This weekend a few improvements on map_rect went into Stan-math develop which is why I got curious how the current threading and MPI implementation fare against each other. When rerunning the benchmark from my StanCon 2018 contribution, I am getting now this:
As you can see:
the 1 core performance for MPI and threading is essentially the same
the scaling with more CPUs is really good for MPI and is a bit less good for threading
Very likely, the threading case is suffering from not using a thread-pool which results in re-creation of threads (and the memory for the AD tree needs reallocation). The forthcoming Intel TBB will introduce such a thread-pool and provide better scaling here (hopefully).
As a side-effect of bringing down the performance penalty of turning on threading we are now using a different technique to store things. The consequence of this is that map_rect does work with threading on Windows using the RTools gcc 4.9.3 compiler.
If people out there could actually confirm once more that map_rect now works on Windows with the gcc 4.9.3 from RTools, then that would be very reassuring. I have tested it and it’s now part of our testing suite - so it should all work now. To try this out one would need to download the current cmdstan develop branch.
I was more referring to people on the forum who have their models up and running. I saw a while ago that some Windows users even went to the trouble of running things inside of docker. Anyway, if you want to get the above up and running you can use the files attached.

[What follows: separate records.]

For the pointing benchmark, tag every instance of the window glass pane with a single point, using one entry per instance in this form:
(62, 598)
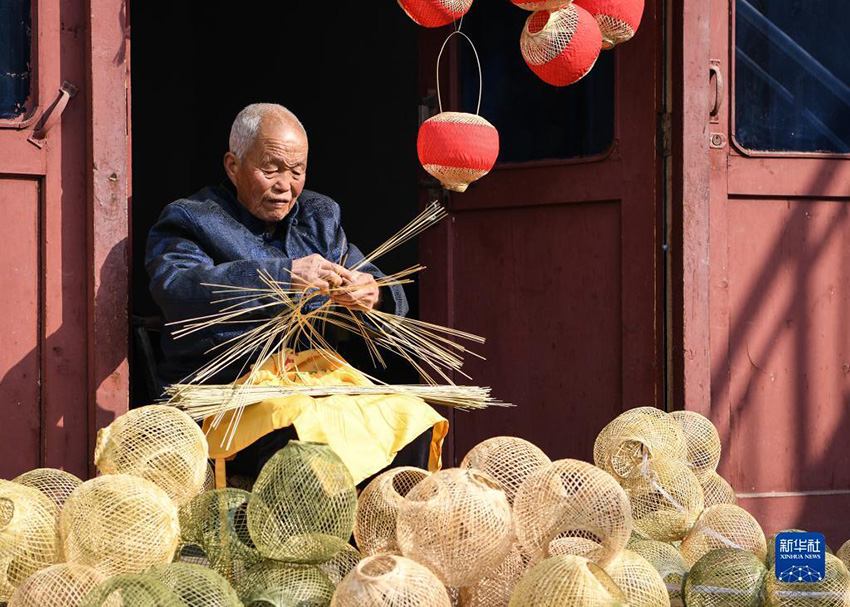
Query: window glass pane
(792, 81)
(535, 120)
(15, 67)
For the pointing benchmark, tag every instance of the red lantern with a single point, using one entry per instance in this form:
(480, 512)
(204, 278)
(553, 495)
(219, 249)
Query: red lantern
(561, 47)
(457, 148)
(435, 13)
(618, 19)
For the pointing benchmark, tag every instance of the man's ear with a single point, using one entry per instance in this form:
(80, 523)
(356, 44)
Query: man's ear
(231, 166)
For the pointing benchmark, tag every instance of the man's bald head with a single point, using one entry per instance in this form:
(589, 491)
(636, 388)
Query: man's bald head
(253, 118)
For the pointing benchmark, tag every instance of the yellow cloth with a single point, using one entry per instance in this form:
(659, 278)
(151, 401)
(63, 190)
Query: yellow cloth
(365, 431)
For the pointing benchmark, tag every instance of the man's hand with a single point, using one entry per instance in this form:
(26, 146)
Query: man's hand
(361, 292)
(314, 271)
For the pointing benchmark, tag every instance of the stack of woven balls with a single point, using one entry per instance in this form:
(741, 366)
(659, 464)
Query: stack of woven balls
(651, 524)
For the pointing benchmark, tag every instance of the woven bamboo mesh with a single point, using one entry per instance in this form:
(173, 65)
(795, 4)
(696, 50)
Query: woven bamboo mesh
(132, 590)
(28, 539)
(572, 507)
(723, 526)
(496, 587)
(63, 585)
(636, 435)
(217, 523)
(341, 564)
(303, 505)
(119, 524)
(158, 443)
(55, 484)
(666, 498)
(458, 524)
(196, 586)
(276, 584)
(377, 509)
(669, 564)
(702, 441)
(832, 591)
(388, 580)
(567, 580)
(716, 490)
(726, 577)
(639, 580)
(507, 459)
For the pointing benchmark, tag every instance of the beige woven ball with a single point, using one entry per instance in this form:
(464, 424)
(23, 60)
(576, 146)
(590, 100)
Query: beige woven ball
(195, 585)
(28, 540)
(132, 590)
(217, 523)
(389, 580)
(666, 498)
(725, 577)
(507, 459)
(702, 441)
(496, 587)
(669, 564)
(55, 484)
(716, 490)
(303, 505)
(458, 524)
(63, 585)
(567, 580)
(723, 526)
(276, 584)
(833, 591)
(639, 580)
(158, 443)
(377, 509)
(119, 524)
(572, 507)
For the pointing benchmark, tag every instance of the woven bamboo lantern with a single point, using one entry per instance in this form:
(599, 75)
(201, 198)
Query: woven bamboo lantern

I was still a bit bothered by the performance offset between MPI and threading as I was expecting that threading is just as fast as MPI with the recent TLS faster merge. Thinking about it I figured that maybe the threading program has inefficient memory allocation since we do not use a so-called scalable memory allocator which is so strongly advised to be used for multi-threaded applications. The scalable memory allocator essentially ensures memory locality wrt to the core which requests the memory. The nice thing is that with the Intel TBB we can simply link the Stan program against their malloc library and that replaces all malloc calls with a scalable malloc. Here is the result from that:
Given that I have not changed any code, but just linked against the tbbmalloc_proxy library this is a really nice result.
It also shows that multi-core stuff is more involved than one might think as memory locality is more complex (and our current approach to grow a single memory pool may not be adequate in fact, since the memory pool is always in the vicinity of the “main” core - but not all the others).
The above is based on the TLSv6 PR which will hopefully land in Stan-math soon.
These results suggest that we should push the Intel TBB into Stan-math sooner than later - just for the tbbmalloc_proxy it is worthwhile to do so, I think.
developTLS: uses threading with the TLS PR (STAN_THREADS is on)
developMPI: uses MPI (but STAN_THREADS is off)
developTLS_tbbmalloc: same as developTLS, but this one links in the libtbbmalloc_proxy - this leads to a scalable malloc being used
Where is the malloc pressure? In intermediate Eigen and std vector structures? There shouldn’t be any from the autodiff stack as that just happens once.
The malloc is happening once - that’s good - but that malloc happens close to whatever core is the main one, but in a multi-threaded application the allocated memory needs to be close to the core which is actually doing the work. That’s a different thing and means that memory locality is more complex to achieve.
MPI is a pain to program up and threading is much easier to setup and use for users. MPI will probably never work on Windows; threading is a lot easier to setup and far easier to develop with.
And, I mean, MPI has a perfect scalable allocation…so all what we need to take into account are the specifics of threading to get good performance. I very much hope that a backend which uses the Intel TBB for every parts of the parallelization will get use even closer to the MPI performance.
As I am building an R package based on Stan for third party users, I would like a confirmation if threading is dependent (or independent) of openMPI. In other words, is some MPI related framework needed or installing rstan and setting the right flags is enough?
When two pieces of data required by different cores are in the same cache line the entire line gets copied. The articles about that point make it sound like this can devolve into thrashing at the cache level where the line is copied back and forth.